The adult is known to overwinter in the holes they have created, and true hibernation occurs. One generation per year is produced. In early spring the female exits the hole and disperses, the male is smaller and wingless and stays in their natal tree. Once a female discovers a suitable tree, she sends out an aggregation hormone that attracts many other beetles, so a tree may have a large infestation, but usually not more than 40 beetles. Beetles may be found into June; the peak of activity is March and early April.

The beetle is strongly polyphagous, and has been known to infest many types of trees over its wide host range. These include Acer, Aesculus, Alnus, Betula, Castanea, Celtis, Crataegus, Corylus, Cydonia, Fagus, Fraxinus, Juglans, Liriodendron, Magnolia, Malus, Platanus, Populus, Prunus, Punica, Pyrus, Quercus, Salix, Styrax, Tilia, Ulmus, and Vitis. This beetle could be able to infect such a wide variety of trees because of its association with fungi potentially overcoming some of the plant's natural defenses. In the field of forest ecology, ambrosia beetles such as Xyleborus dispar that attack dead or dying plant matter are important for the decay process and leads to nutrient cycling.

Xyleborus dispar is the only species in the tribe Scolytidae to exhibit a true diapause.

=== Relationship with Fungi ===
Xyleborus dispar forms a symbiotic relationship with the fungus Ambrosiella hartigii. Adults introduce the fungi to their offspring, and it is stored in intersegmental pouches between pro- and mesonotum in the female. Larvae and adults then consume the fungus as it grows on the wood inside the galleries. The fungus often stains sapwood in the areas surrounding the larval galleries.

== Damage and control ==
This species is an invasive species in North America, and though it is already widely dispersed, it has the potential to invade new areas due to inbreeding among galleries enabling a small number of females to colonize new areas. The beetle is mostly an economic pest of fruit trees including apple, pear, apricot, and peach, but damage has also been reported from vineyards. It is a serious pest of Chestnut.

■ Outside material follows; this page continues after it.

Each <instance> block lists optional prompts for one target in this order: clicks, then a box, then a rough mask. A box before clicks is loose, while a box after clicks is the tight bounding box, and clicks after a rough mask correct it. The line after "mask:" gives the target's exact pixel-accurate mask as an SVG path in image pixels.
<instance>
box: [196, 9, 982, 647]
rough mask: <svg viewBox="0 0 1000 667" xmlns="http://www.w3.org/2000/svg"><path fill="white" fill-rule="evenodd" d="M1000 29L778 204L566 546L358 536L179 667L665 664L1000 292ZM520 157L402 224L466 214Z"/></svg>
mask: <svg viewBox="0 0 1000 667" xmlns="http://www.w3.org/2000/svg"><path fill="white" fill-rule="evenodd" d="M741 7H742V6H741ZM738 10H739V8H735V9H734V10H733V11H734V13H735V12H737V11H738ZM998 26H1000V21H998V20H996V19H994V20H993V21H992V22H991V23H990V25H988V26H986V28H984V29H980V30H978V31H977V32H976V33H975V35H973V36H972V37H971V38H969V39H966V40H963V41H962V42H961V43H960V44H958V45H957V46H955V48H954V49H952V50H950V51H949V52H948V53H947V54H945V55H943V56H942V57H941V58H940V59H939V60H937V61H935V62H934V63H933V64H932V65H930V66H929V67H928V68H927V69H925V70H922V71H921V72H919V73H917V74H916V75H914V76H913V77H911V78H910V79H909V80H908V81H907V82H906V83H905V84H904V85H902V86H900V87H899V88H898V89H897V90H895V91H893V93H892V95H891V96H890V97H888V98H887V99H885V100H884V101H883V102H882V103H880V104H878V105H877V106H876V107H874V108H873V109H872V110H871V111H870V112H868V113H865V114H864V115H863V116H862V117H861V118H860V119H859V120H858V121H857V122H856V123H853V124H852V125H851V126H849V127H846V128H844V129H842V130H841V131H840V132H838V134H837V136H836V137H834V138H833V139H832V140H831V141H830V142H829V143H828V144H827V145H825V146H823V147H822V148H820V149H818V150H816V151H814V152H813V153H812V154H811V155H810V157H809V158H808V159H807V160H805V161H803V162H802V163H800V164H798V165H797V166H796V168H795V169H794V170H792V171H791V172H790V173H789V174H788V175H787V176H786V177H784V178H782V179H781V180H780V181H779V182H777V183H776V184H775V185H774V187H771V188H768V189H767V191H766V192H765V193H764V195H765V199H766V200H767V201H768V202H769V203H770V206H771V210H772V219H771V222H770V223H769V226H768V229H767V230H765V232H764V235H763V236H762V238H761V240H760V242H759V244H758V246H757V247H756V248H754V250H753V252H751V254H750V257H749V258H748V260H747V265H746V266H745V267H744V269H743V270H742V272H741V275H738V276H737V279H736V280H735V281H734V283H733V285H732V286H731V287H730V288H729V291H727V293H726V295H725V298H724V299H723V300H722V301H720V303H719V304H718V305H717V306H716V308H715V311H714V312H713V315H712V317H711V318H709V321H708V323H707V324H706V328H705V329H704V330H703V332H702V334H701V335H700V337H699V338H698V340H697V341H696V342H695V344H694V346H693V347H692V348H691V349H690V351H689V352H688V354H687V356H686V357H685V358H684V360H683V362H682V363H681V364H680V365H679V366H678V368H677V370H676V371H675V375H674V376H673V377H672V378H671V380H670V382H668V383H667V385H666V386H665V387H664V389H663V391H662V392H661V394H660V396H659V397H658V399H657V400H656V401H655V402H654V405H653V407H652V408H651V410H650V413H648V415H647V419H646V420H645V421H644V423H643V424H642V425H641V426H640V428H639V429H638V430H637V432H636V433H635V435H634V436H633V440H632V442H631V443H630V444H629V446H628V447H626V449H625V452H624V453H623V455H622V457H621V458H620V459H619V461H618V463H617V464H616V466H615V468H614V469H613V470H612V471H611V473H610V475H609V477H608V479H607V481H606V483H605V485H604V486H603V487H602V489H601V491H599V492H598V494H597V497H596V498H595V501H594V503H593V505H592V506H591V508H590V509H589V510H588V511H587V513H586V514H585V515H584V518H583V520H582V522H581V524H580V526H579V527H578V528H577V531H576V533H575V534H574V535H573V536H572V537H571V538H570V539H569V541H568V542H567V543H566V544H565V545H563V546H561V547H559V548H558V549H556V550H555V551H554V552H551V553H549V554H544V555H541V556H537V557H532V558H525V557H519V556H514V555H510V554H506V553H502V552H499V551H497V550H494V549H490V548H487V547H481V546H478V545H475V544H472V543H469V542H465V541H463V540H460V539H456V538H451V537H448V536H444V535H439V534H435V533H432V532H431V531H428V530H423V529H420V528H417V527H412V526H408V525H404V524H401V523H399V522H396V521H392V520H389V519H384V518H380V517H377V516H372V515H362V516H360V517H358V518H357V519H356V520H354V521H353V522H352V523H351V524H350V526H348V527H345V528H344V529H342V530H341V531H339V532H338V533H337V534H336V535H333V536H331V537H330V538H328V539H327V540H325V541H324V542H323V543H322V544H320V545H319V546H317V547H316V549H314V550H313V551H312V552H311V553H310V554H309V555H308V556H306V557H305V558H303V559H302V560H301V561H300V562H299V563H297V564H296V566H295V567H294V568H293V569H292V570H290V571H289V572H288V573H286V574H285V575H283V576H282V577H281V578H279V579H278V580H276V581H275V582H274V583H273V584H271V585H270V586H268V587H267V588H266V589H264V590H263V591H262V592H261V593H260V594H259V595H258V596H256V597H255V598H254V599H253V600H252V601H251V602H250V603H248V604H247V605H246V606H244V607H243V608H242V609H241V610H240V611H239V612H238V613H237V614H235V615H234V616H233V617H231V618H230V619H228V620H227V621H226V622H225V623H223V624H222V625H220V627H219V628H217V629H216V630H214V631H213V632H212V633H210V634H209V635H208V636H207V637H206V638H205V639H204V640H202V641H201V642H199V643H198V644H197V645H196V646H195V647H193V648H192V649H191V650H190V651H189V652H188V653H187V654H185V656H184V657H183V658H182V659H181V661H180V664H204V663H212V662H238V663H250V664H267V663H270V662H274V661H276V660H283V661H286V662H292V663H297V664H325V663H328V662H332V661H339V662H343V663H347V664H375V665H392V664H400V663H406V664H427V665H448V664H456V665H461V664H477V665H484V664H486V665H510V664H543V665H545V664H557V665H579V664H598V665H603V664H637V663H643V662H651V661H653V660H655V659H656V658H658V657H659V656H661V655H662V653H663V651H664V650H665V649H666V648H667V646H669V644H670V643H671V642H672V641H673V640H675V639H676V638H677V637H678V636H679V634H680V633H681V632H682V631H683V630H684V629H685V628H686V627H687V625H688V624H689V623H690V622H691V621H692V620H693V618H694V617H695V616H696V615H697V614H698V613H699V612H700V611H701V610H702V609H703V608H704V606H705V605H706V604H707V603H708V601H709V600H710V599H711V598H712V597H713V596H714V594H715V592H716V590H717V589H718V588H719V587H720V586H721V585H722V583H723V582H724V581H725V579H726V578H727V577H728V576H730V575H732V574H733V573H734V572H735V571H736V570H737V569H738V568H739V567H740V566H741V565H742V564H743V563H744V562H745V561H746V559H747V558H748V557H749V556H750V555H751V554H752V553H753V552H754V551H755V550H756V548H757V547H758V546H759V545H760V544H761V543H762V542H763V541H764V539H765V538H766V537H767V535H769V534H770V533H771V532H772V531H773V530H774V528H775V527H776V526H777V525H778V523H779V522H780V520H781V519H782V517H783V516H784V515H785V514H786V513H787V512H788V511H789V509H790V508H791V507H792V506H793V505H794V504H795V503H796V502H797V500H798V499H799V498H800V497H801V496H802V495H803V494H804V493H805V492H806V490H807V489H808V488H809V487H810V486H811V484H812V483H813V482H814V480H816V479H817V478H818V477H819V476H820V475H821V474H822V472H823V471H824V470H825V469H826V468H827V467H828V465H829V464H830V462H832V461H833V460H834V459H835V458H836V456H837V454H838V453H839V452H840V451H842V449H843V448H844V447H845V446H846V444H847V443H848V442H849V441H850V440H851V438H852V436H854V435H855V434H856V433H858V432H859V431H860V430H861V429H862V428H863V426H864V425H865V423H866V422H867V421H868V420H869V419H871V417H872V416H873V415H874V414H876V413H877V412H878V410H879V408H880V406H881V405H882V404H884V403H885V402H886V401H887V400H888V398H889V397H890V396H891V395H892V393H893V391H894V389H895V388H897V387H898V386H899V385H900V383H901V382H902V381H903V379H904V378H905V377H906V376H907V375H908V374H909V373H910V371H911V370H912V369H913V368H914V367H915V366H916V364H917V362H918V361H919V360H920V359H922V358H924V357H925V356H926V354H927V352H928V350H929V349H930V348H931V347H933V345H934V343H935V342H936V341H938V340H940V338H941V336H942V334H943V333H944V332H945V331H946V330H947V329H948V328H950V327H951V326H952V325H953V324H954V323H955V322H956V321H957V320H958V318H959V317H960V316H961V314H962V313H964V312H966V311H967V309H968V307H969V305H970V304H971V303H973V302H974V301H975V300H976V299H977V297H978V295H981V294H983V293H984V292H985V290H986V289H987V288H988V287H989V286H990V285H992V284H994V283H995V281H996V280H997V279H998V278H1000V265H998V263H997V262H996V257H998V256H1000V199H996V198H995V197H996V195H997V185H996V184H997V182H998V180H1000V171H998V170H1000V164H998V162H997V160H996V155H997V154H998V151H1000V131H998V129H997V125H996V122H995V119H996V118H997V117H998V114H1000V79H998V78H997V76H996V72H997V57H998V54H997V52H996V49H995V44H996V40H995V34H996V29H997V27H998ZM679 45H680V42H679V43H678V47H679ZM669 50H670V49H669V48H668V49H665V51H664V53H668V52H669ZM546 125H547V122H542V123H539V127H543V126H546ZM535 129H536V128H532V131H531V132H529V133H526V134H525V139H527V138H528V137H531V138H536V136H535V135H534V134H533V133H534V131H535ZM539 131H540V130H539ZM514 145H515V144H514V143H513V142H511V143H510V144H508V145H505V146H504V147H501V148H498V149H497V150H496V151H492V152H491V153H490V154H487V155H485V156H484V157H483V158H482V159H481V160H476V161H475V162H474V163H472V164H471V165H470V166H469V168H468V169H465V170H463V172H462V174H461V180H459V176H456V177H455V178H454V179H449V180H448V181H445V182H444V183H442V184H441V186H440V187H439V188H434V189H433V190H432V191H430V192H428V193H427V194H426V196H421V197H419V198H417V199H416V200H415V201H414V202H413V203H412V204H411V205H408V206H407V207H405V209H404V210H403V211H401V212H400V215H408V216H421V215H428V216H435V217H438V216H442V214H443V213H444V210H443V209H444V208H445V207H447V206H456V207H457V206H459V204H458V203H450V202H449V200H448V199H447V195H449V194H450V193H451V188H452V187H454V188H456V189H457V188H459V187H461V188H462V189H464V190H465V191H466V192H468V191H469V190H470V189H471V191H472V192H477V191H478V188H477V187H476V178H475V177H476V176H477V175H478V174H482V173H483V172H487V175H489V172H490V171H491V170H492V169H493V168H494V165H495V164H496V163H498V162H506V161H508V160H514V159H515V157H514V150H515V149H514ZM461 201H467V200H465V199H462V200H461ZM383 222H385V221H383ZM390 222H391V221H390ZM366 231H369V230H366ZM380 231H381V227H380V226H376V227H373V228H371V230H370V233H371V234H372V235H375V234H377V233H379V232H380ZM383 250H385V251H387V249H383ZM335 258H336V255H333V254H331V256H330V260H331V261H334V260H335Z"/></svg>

The species can be detected on damaged trees by the presence of sap flows, and sawdust on tree limbs or the ground indicating recent excavations. Drought, waterlogged soils, and temperature damage can make trees more susceptible to Xyleborus dispar infestations. Infested trees experience delayed growth.

Control

Xyleborus dispar, as well as other species of ambrosia beetles, are often attracted by the scent of alcohol traps, due to the fact that stressed trees produce ethanol as a byproduct of microbial growth in the dead woody tissues. Red winged sticky traps or window flight traps baited with ethanol can be an effective control of this species. Synthetic aggregation hormones may also be effective for controlling ambrosia beetles.

It is not known to have a large number of natural enemies, as larvae are typically well-protected in their galleries. No effective method of biological control exists at present, but bacteria found on the adult has been proposed as a means of treatment. Typically pesticides are ineffective due to the protected nature of the galleries, and very direct spraying is needed. Destroying branches on the trees that are affected may be necessary, and is effective at controlling outbreaks.